Q: You’ve mentioned austerity and the decline in state support of higher education throughout the book. What’s the connection to the rise of smart universities?
A: This plays out in so many ways, but just to give you an example: The emphasis that’s put on getting students to graduate as fast as possible— a lot of that is driven by an austerity mindset. Tuition costs are skyrocketing. Students don’t have the means or the ability to be able to go to college for four-plus years. Getting them to go through a degree path as quickly as possible, and using data about them and historical data sets to guide and shape their trajectory, is a way of thinking about student success within that kind of austerity logic. That’s just one such example.
But even the emphasis being placed on public-private partnerships and bringing corporate stakeholders into the university, that’s also in part because there’s just less funding to support students. So these deals become increasingly attractive, but it happens all the way down. And then for universities that aren’t super well-ranked, they’re increasingly in a more competitive higher education marketplace as well, and that puts pressure on them to use these types of tools to kind of compete with one another for students.

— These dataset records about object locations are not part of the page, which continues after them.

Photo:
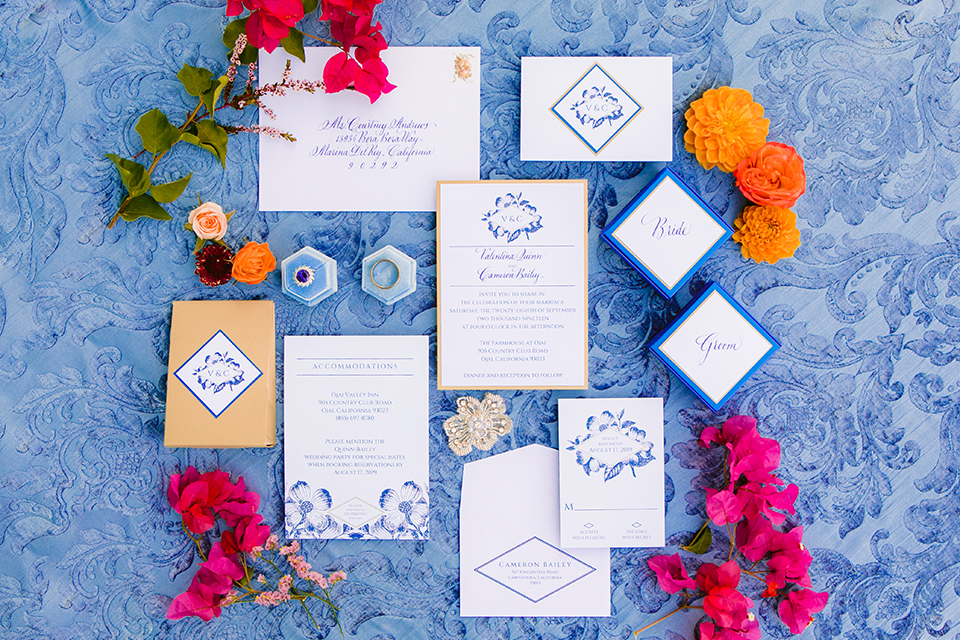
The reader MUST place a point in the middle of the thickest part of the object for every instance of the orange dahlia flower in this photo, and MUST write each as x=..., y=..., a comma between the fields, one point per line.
x=724, y=127
x=253, y=262
x=767, y=234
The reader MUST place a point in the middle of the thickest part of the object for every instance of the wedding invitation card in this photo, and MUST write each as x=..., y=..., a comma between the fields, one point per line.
x=611, y=472
x=355, y=437
x=511, y=560
x=596, y=109
x=714, y=346
x=427, y=129
x=512, y=292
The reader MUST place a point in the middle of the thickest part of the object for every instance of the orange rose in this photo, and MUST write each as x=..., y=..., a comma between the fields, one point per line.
x=208, y=221
x=772, y=175
x=724, y=127
x=253, y=263
x=767, y=233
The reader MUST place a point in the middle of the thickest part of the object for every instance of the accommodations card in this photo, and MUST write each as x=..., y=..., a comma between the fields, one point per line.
x=511, y=560
x=355, y=437
x=426, y=129
x=611, y=472
x=512, y=295
x=600, y=109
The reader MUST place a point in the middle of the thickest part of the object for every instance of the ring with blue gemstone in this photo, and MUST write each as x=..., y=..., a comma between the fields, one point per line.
x=303, y=276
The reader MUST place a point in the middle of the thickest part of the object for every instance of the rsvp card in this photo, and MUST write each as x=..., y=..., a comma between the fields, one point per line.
x=596, y=109
x=511, y=560
x=355, y=437
x=351, y=155
x=512, y=293
x=611, y=472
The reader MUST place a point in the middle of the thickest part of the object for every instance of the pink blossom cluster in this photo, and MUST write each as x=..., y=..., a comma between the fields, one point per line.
x=754, y=500
x=201, y=500
x=358, y=65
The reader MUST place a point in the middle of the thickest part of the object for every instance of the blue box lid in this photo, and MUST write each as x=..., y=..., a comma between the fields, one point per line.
x=714, y=346
x=667, y=232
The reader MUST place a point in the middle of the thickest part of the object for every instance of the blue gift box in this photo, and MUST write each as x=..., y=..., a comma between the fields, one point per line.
x=714, y=346
x=667, y=232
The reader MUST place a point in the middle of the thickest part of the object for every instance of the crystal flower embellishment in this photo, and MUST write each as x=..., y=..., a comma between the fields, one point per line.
x=477, y=423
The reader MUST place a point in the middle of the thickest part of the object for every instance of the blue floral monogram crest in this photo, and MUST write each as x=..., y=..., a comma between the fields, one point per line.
x=511, y=217
x=612, y=444
x=218, y=372
x=596, y=107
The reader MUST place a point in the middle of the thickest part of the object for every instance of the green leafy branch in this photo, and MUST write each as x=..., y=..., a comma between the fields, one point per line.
x=159, y=136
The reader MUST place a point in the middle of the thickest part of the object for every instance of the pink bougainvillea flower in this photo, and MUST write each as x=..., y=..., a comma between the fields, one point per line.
x=710, y=576
x=798, y=608
x=723, y=507
x=727, y=606
x=219, y=571
x=339, y=72
x=733, y=429
x=671, y=574
x=764, y=499
x=199, y=600
x=372, y=81
x=753, y=538
x=755, y=457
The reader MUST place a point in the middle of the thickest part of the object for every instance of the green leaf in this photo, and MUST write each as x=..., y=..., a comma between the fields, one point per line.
x=196, y=80
x=230, y=34
x=170, y=191
x=156, y=132
x=293, y=44
x=210, y=96
x=701, y=542
x=213, y=138
x=132, y=174
x=144, y=206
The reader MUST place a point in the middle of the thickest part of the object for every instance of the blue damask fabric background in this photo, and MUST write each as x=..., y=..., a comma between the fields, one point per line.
x=863, y=395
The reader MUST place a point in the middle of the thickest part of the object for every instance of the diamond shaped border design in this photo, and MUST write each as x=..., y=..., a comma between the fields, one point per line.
x=596, y=150
x=185, y=383
x=332, y=512
x=542, y=541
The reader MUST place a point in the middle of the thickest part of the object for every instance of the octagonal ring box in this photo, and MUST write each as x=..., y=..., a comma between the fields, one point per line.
x=389, y=275
x=714, y=346
x=309, y=276
x=667, y=232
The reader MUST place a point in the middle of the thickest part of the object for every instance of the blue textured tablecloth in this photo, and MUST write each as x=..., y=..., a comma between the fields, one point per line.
x=863, y=395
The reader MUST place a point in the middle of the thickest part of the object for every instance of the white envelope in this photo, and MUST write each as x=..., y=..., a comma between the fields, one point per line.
x=511, y=564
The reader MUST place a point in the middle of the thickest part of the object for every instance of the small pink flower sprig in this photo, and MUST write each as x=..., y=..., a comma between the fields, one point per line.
x=751, y=499
x=226, y=576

Q: How do you see the use of big tech as being at odds with the mission of higher education and the work of educating students?
A: For me, a lot of these tools are not really in the interest of the university as a public good. It’s the logic of a student making an individual investment in their education, and these tools are designed to shepherd that investment to get as much of a return as possible. So I think that that’s part of it.
It’s also just a symbol of how private interests are shaping dominant priorities and discourses. So even when we think about the influx of ChatGPT and a lot of these big tech–produced AI tools, higher ed has been all too eager to kind of adopt this as the most innovative form of pedagogy that’s possible. That’s just an example of ways that big tech is seen as models for learning and for teaching that need to be emulated in order to kind of keep pace with technological development. That’s very dangerous. University communities need to be setting their own priorities through democratic processes, and I think they need to be willing to look at these more deeply entrenched, historically long-standing issues, because it’s those issues that are making higher education persistently unequal and unfair.